Vers une concurrence des processeurs ARM
Le fait de reposer sur des cœurs ARM est à double tranchant.
« Il n’y a plus de débat concernant la présence de cœurs ARM dans les serveurs. Les hyperscalers ont chacun développé le leur (par exemple le Graviton d’AWS), tellement cette technologie est économe en énergie par rapport aux processeurs x86 d’Intel et AMD. Et tous les autres datacenters de grande taille aux USA déploient des serveurs basés sur les processeurs d’Ampere, encore des ARM, car tous les logiciels fonctionnent désormais en ARM », assure Philippe Notton.
Il cite l’exemple de Stargate, le projet de l’administration Trump pour déployer des centres de calcul géants et qui, via Oracle, devraient être pourvus de serveurs ARM.
« Il serait stratégique de faire du Rhea en Europe l’équivalent des AmpereOne aux USA, à savoir un processeur ARM taillé sur mesure pour tous les grands datacenters locaux. »

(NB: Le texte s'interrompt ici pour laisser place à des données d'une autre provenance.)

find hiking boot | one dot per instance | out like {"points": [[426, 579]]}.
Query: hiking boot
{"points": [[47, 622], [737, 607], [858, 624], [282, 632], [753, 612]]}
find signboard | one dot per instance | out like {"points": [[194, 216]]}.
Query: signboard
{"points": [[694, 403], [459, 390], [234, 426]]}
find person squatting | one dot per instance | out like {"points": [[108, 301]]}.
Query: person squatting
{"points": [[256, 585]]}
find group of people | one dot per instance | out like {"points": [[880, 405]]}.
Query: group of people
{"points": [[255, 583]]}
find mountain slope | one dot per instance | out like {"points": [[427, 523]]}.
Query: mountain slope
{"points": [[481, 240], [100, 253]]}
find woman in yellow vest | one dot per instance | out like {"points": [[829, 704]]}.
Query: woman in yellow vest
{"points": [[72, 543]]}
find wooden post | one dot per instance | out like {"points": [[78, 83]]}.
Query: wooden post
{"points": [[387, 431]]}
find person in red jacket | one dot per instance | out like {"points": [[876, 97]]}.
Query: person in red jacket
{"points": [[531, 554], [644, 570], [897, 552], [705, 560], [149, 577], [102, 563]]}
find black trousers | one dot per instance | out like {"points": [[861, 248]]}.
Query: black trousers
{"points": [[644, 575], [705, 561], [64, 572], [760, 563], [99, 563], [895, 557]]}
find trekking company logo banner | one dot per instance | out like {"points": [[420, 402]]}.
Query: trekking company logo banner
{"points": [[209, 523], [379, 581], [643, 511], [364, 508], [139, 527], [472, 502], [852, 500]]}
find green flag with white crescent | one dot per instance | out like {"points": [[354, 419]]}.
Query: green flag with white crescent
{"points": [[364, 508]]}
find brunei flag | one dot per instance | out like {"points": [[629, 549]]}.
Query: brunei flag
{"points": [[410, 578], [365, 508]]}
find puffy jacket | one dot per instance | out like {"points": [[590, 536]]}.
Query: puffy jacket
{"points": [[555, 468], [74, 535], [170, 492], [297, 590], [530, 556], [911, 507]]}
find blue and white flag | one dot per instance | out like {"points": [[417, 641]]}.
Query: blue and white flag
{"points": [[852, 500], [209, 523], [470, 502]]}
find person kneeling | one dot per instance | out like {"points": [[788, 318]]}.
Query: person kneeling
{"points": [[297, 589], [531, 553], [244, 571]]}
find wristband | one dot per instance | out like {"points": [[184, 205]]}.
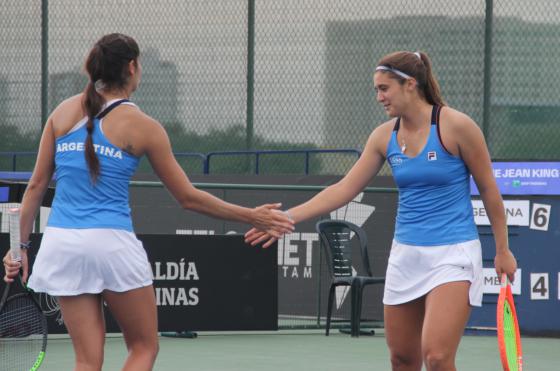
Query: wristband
{"points": [[288, 215]]}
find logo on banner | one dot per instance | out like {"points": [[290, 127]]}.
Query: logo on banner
{"points": [[176, 271]]}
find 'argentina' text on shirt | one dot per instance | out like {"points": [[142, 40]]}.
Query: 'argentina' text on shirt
{"points": [[99, 149]]}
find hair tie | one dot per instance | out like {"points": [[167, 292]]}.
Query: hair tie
{"points": [[99, 85]]}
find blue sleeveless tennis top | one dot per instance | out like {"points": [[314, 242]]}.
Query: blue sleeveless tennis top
{"points": [[434, 193], [80, 203]]}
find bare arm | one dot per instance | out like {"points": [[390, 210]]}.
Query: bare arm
{"points": [[33, 197], [160, 155], [473, 151]]}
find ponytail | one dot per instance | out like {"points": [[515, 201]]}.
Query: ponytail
{"points": [[107, 67], [92, 104], [430, 87]]}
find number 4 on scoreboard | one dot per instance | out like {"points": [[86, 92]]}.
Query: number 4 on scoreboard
{"points": [[539, 286]]}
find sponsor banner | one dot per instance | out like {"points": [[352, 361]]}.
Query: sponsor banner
{"points": [[492, 284], [517, 212], [206, 283], [525, 178]]}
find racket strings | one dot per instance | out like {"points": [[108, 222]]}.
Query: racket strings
{"points": [[510, 337], [22, 330]]}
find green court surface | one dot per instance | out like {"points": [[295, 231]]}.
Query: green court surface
{"points": [[299, 350]]}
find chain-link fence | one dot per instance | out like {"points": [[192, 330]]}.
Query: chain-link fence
{"points": [[245, 74]]}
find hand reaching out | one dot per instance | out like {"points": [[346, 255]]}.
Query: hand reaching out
{"points": [[255, 236], [269, 219]]}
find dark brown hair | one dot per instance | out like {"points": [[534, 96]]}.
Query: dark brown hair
{"points": [[107, 68], [419, 68]]}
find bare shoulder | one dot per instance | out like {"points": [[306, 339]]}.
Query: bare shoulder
{"points": [[72, 106], [67, 114], [456, 121], [379, 138]]}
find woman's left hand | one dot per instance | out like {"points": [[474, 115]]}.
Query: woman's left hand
{"points": [[505, 262]]}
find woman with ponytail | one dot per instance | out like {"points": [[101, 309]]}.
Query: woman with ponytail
{"points": [[434, 273], [89, 253]]}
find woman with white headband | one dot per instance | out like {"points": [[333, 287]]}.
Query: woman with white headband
{"points": [[434, 274]]}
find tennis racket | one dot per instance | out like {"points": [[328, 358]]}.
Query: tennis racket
{"points": [[509, 340], [23, 326]]}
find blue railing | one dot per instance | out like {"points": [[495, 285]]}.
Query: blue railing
{"points": [[13, 156], [206, 159]]}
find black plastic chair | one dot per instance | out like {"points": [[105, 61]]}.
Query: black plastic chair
{"points": [[335, 237]]}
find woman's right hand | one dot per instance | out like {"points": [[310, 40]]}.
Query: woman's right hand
{"points": [[269, 219], [255, 236], [12, 267]]}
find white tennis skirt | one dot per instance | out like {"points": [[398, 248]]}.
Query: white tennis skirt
{"points": [[79, 261], [414, 271]]}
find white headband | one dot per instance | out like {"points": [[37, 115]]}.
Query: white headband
{"points": [[394, 70]]}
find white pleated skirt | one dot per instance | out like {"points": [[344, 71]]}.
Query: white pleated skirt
{"points": [[414, 271], [79, 261]]}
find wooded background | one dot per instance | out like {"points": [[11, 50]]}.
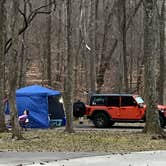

Philippe NottonPDG de SiPearl
« Et il ressort de nos discussions avec SoftBank [à la fois propriétaire des designs ARM et des processeurs AmpereOne qui les implémentent, N.D.R.], qu’il serait stratégique de faire du Rhea en Europe l’équivalent des AmpereOne aux USA, à savoir un processeur ARM taillé sur mesure pour tous les grands datacenters locaux », ajoute-t-il. Il suggère que le Rhea permettrait ainsi aux hyperscalers européens de mieux rivaliser avec AWS, Azure et GCP.
Même Nvidia s’est lancé dans la conception de son propre processeur ARM, le Grace, pour épauler ses GPU Blackwell dans les nouvelles générations de serveurs DGX, lesquels n’ont désormais plus de processeurs x86.
Mais tout cela signifie aussi qu’il existe des alternatives au Rhea. Ainsi, le supercalculateur Jupiter aurait dû dès le départ être équipé en Rhea. S’il avait été disponible en 2024, comme initialement prévu. Puis SiPearl avait annoncé une disponibilité pour 2025. Si le processeur accuse encore du retard, Eviden pourrait tout de même respecter son calendrier en continuant de fournir au centre de recherche Jülich des machines BullSequana basées sur le processeur Grace.
Le Japonais SoftBank étant lui-même propriétaire d’Ampere, qu’il a racheté en mars dernier pour 6,5 milliards de dollars, sa supposée stratégie d’abandonner le marché européen au profit du Rhea ne coule pas non plus de source.
Il y a néanmoins une bonne nouvelle. Au moment où la fabrication du premier lot de processeurs Rhea démarre chez TSMC, SiPearl annonce avoir levé un nouveau financement de 32 millions d’euros.